There were a slew of complaints about the proposed cuts - as is only to be expected. People said it was "big business" being "greedy". It is also possible it has something to do with more and more people demanding the "right" to shop whenever they please. "We are at work all week," they say, "We need to shop at night or on weekends."
When I was a teacher I remember people telling me how lucky I was that I "only work(ed) between 9am and 3:30pm. They simply did not believe that I was there by 8:15am and left some time after 4pm and did several hours of preparation at night. So yes, being able to shop all day Saturday would have been useful but I don't think I needed to shop on Sunday.
The Fair Work Commission wants to cut penalty rates on Sundays - while leaving Saturdays alone.
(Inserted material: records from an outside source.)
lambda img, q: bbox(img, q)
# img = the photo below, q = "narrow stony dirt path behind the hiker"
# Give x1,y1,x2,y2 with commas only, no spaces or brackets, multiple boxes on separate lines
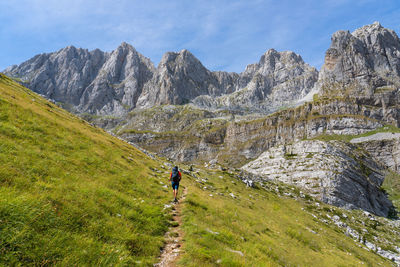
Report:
154,188,187,267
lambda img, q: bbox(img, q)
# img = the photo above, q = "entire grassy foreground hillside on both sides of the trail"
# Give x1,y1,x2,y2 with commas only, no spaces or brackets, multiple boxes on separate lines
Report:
0,74,399,266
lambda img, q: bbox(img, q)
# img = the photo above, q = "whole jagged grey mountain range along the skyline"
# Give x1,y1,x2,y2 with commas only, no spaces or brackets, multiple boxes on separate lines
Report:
4,22,400,118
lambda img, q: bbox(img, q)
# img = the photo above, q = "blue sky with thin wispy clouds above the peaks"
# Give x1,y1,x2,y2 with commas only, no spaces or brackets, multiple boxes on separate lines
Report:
0,0,400,72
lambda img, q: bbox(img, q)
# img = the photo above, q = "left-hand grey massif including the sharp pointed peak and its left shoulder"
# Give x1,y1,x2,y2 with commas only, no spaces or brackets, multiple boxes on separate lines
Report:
4,43,154,116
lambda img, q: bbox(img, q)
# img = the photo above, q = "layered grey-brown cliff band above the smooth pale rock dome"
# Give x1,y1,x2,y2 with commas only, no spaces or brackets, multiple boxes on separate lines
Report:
218,100,386,165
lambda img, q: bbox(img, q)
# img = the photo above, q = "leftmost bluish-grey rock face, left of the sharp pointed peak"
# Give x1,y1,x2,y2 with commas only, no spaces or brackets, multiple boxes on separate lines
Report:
4,46,108,106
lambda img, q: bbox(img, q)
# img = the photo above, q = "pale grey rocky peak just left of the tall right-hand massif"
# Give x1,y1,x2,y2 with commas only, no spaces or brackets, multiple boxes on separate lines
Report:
193,49,318,113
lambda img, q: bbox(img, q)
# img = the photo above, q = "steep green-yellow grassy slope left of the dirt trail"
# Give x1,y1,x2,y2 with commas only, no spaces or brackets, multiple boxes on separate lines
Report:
0,74,169,266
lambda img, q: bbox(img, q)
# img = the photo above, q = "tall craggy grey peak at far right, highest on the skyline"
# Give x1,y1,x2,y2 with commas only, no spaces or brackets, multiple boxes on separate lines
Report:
317,22,400,96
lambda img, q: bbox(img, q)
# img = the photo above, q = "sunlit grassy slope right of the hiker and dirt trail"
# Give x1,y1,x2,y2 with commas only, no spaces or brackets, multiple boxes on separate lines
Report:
180,171,399,266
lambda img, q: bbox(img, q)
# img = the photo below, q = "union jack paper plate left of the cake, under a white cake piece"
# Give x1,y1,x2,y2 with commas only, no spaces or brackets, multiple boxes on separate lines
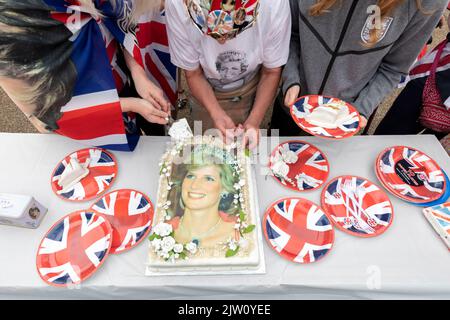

I know people, mostly students, who choose to work on Sundays because it pays more. They often do it because they need the money. The argument is that penalty rates should not be cut because these people are working on other people's day off, that they don't get to socialise with family and friends and they rely on the extra money.
The review of penalty rates was put in place by the previous government, specifically by the man who is now the Leader of the Opposition. He is a union man through and through. Either he was not canny enough to realise what the likely outcome would be or he simply didn't believe that the Fair Work Commission would come down on "the other side" (the employers). Whatever has happened he isn't happy with the outcome and he is, naturally, blaming the present government for what he set rolling. Perhaps though he really shouldn't be too worried. The whole issue could lead to an increase in union membership.